Now you will be able to run migrations from the release with bin/myapp migrate.

3. Create the Build Dockerfile

  1. Add a .dockerignore file to your app's root directory to prevent build artifacts and other unecessary files from being copied into the build container. This is necessary to ensure that when we run the container to build the release, fresh compiles the app, installs fresh Node dependencies on its own, etc. so that none of the host machine's build artifacts leak onto the container.
# Git data
.git

# Elixir build artifacts
_build
# Don't ignore the directory where our releases get built
!_build/prod/rel
deps

# Node build artifacts
node_modules

# Tests
test

# Compiled static artifacts
priv/static

Phoenix 1.3: the file needs to be modified slightly for the new location of node_modules.

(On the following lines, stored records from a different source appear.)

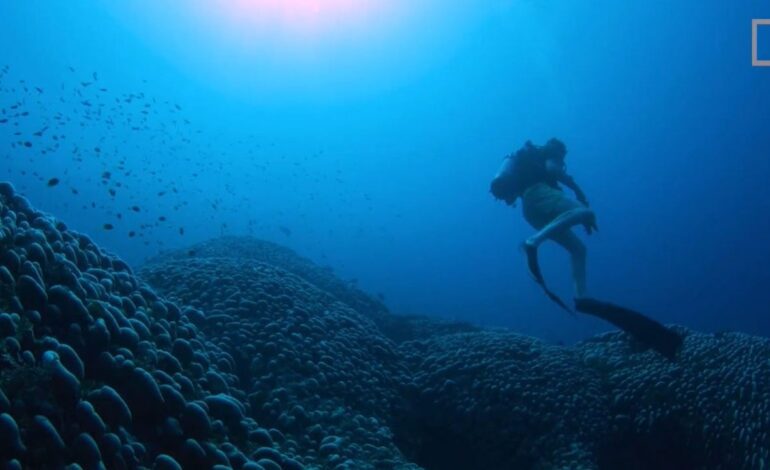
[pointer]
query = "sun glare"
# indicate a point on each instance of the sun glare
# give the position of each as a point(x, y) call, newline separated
point(295, 17)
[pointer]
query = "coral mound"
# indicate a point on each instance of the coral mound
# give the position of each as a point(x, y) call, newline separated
point(238, 353)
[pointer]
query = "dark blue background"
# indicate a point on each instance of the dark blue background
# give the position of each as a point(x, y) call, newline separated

diff --git a/.dockerignore b/.dockerignore
index 858de0d..c20021c 100644
--- a/.dockerignore
+++ b/.dockerignore
@@ -6,7 +6,7 @@ _build
 deps
 
 # Node build artifacts
-node_modules
+assets/node_modules
 
 # Tests
 test
# Git data
.git

# Elixir build artifacts
_build
# Don't ignore the directory where our releases get built
!_build/prod/rel
deps

# Node build artifacts
assets/node_modules

# Tests
test

# Compiled static artifacts
priv/static
  1. Add a file called Dockerfile.build to the root directory of your app. This file will be used to build the release inside a Docker container with Alpine Linux (the base image we will run the release in) as the target architecture.
FROM bitwalker/alpine-elixir-phoenix:1.6.1

ENV MIX_ENV prod

# Add the files to the image
ADD . . 

# Cache Elixir deps
RUN mix deps.get --only prod
RUN mix deps.compile

# Cache Node deps
RUN npm i

# Compile JavaScript
RUN npm run deploy

# Compile app
RUN mix compile
RUN mix phoenix.digest

# Generate release
ENTRYPOINT ["mix"]
CMD ["release", "--env=prod"]

Phoenix 1.3: the file should be modified slightly to accomidate the new assets directory, and the new phx.digest command.

diff --git a/df b/df
index fb7078b..6ea163e 100644
--- a/df
+++ b/df
@@ -9,15 +9,17 @@ ADD . .
 RUN mix deps.get --only prod
 RUN mix deps.compile
 
+WORKDIR assets
 # Cache Node deps
 RUN npm i
 
 # Compile JavaScript
 RUN npm run deploy
 
+WORKDIR ..
 # Compile app
 RUN mix compile
-RUN mix phoenix.digest
+RUN mix phx.digest
 
 # Generate release
 ENTRYPOINT ["mix"]
FROM bitwalker/alpine-elixir-phoenix:1.6.1

ENV MIX_ENV prod

# Add the files to the image
ADD . . 

# Cache Elixir deps
RUN mix deps.get --only prod
RUN mix deps.compile

WORKDIR assets
# Cache Node deps
RUN npm i

# Compile JavaScript
RUN npm run deploy

WORKDIR ..
# Compile app
RUN mix compile
RUN mix phx.digest

# Generate release
ENTRYPOINT ["mix"]
CMD ["release", "--env=prod"]

4. Add a Build Script

Next we will add a shell script which will build the release. This script first builds the release builder image using Dockerfile.build, and then it runs the container, with a volume connected to the host machine's rel/ directory. This way, when the container is run, the release is built inside of the rel/ directory inside of the container but the release remains on the host machine in the same directory after the container exists. Remember, since the release is built inside the container for the Alpine Linux architecture, you will probably not be able to run this release on your host machine.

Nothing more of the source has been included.